Exploring Windows XP's Device Driver Rollback and System Restore
- Where Did Device Driver Rollback Start?
- How Device Driver Rollback Works
- At the Heart of the Matter: System Restore
- What's in the Snapshot?
One of the more challenging aspects of working with any operating system is trying to mediate between devices that function perfectly with an existing device driver set, only to stop working when a new device driver is installed. Often, new device drivers claim the same IRQ values as existing device drivers, laying claim to resources that the working configuration of device drivers were using. This problem has been particularly acute when installing NICs (Network Interface Cards) because the connectivity requires TCP/IP parameters. Instead of having to try and remember each and every single device driver you have on your PCs and the PCs you support, Microsoft's Windows XP is aimed squarely at the problems associated with keeping track of the device configurations that were working before a device driver installation was undertaken.

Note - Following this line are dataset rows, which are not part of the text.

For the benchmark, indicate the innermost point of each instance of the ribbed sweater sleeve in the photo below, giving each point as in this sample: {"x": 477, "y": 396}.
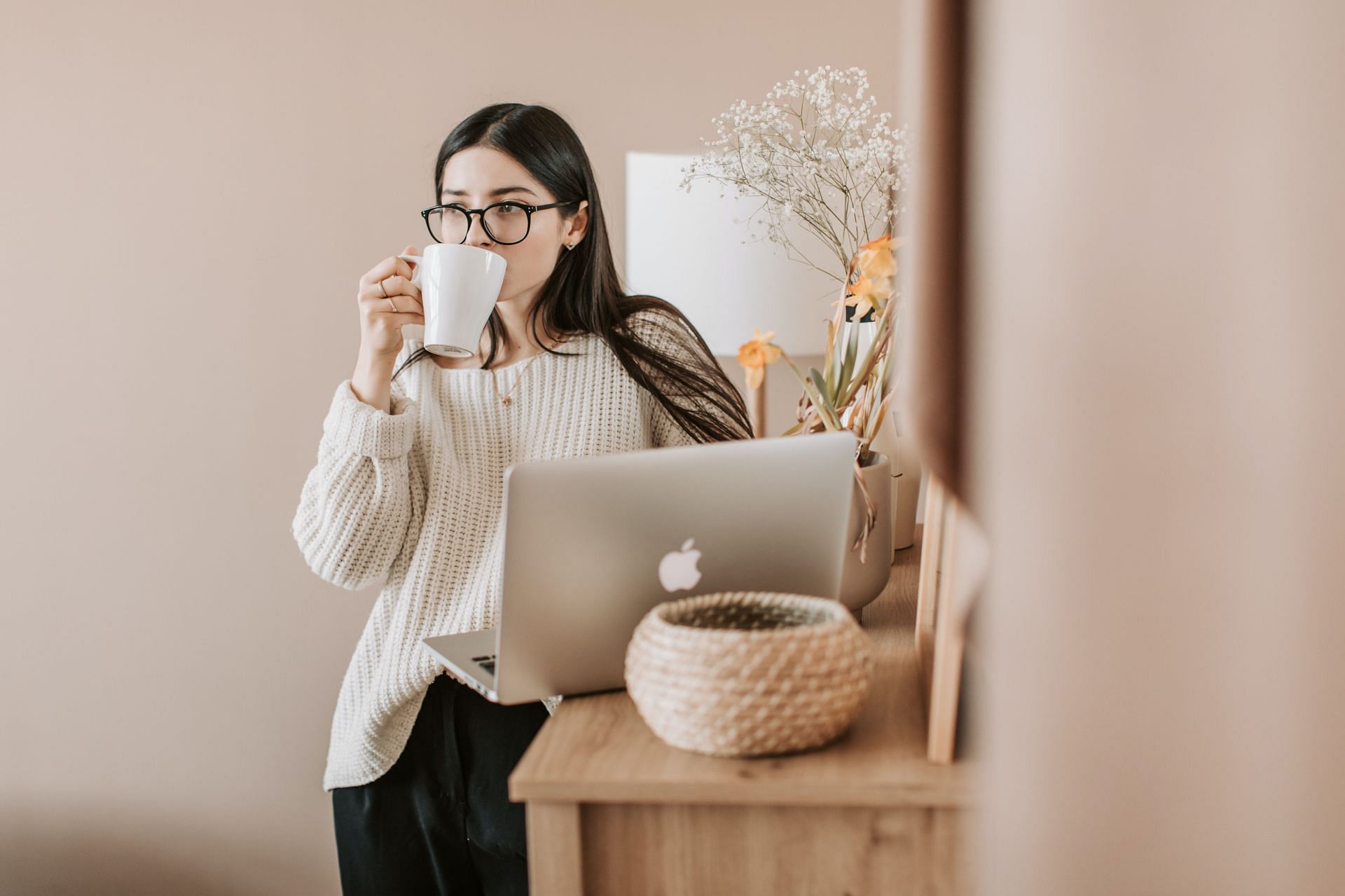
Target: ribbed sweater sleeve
{"x": 355, "y": 505}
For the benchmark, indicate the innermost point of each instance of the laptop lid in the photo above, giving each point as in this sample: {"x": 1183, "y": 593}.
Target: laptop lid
{"x": 592, "y": 544}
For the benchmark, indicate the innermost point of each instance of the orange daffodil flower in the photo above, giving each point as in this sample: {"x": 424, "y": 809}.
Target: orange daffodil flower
{"x": 877, "y": 267}
{"x": 757, "y": 354}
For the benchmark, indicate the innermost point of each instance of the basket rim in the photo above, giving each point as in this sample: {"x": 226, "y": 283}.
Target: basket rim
{"x": 836, "y": 614}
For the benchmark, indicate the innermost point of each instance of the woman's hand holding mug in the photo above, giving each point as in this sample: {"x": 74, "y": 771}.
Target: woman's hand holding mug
{"x": 387, "y": 299}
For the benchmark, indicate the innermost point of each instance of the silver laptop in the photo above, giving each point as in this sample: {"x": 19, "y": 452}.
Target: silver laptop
{"x": 593, "y": 544}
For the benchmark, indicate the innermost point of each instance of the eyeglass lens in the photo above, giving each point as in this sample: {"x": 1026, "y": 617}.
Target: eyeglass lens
{"x": 506, "y": 223}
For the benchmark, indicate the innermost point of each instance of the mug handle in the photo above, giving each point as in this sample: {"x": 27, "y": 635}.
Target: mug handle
{"x": 419, "y": 263}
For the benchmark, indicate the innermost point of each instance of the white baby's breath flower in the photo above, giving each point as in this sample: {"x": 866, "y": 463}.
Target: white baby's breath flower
{"x": 813, "y": 152}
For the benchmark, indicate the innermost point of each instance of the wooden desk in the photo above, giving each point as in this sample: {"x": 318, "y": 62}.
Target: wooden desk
{"x": 612, "y": 809}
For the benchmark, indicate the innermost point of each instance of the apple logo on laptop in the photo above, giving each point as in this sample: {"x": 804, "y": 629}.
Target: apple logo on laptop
{"x": 677, "y": 570}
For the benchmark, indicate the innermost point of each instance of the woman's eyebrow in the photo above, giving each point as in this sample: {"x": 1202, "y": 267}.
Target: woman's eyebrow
{"x": 494, "y": 193}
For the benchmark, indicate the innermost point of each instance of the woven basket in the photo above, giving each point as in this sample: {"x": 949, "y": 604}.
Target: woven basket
{"x": 748, "y": 673}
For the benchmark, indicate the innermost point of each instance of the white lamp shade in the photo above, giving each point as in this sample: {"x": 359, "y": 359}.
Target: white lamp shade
{"x": 688, "y": 248}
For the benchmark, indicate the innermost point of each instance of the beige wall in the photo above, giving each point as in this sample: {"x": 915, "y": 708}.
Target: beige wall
{"x": 1156, "y": 261}
{"x": 190, "y": 198}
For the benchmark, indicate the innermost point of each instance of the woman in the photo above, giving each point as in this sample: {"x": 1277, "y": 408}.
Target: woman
{"x": 409, "y": 485}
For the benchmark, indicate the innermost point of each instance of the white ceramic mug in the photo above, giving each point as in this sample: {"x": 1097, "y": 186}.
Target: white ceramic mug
{"x": 459, "y": 286}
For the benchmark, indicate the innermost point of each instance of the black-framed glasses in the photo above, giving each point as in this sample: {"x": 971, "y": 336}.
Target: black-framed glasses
{"x": 504, "y": 222}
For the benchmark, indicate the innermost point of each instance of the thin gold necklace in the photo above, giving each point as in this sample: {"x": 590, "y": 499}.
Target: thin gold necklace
{"x": 506, "y": 399}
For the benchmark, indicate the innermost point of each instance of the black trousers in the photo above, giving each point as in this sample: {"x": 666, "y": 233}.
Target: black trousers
{"x": 439, "y": 821}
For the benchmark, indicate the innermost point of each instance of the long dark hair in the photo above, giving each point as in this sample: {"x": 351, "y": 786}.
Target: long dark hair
{"x": 584, "y": 292}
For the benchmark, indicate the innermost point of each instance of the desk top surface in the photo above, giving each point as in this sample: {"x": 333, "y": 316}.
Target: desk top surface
{"x": 598, "y": 748}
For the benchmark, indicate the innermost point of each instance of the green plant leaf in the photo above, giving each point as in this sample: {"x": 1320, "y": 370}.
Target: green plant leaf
{"x": 822, "y": 389}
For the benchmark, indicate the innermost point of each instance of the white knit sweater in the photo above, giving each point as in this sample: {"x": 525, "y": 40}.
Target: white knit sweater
{"x": 418, "y": 495}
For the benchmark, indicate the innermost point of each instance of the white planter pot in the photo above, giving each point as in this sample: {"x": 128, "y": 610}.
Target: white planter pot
{"x": 862, "y": 581}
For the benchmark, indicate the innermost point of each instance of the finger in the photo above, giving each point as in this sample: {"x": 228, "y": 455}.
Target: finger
{"x": 399, "y": 286}
{"x": 394, "y": 303}
{"x": 406, "y": 268}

Where Did Device Driver Rollback Start?
Microsoft's Windows XP operating system has Device Driver Rollback as part of the broader series of reliability features illustrated in Betas 1 and 2 of the XP operating system. Microsoft has been working on ancillary technologies to Device Driver Rollback since 1997, when the Zero Administration Initiative in the Windows operating system was pervasively worked on. The core technology of Device Driver Rollback was originally started in Microsoft's server products, being augmented to be included at the kernel level of the Windows XP operating system.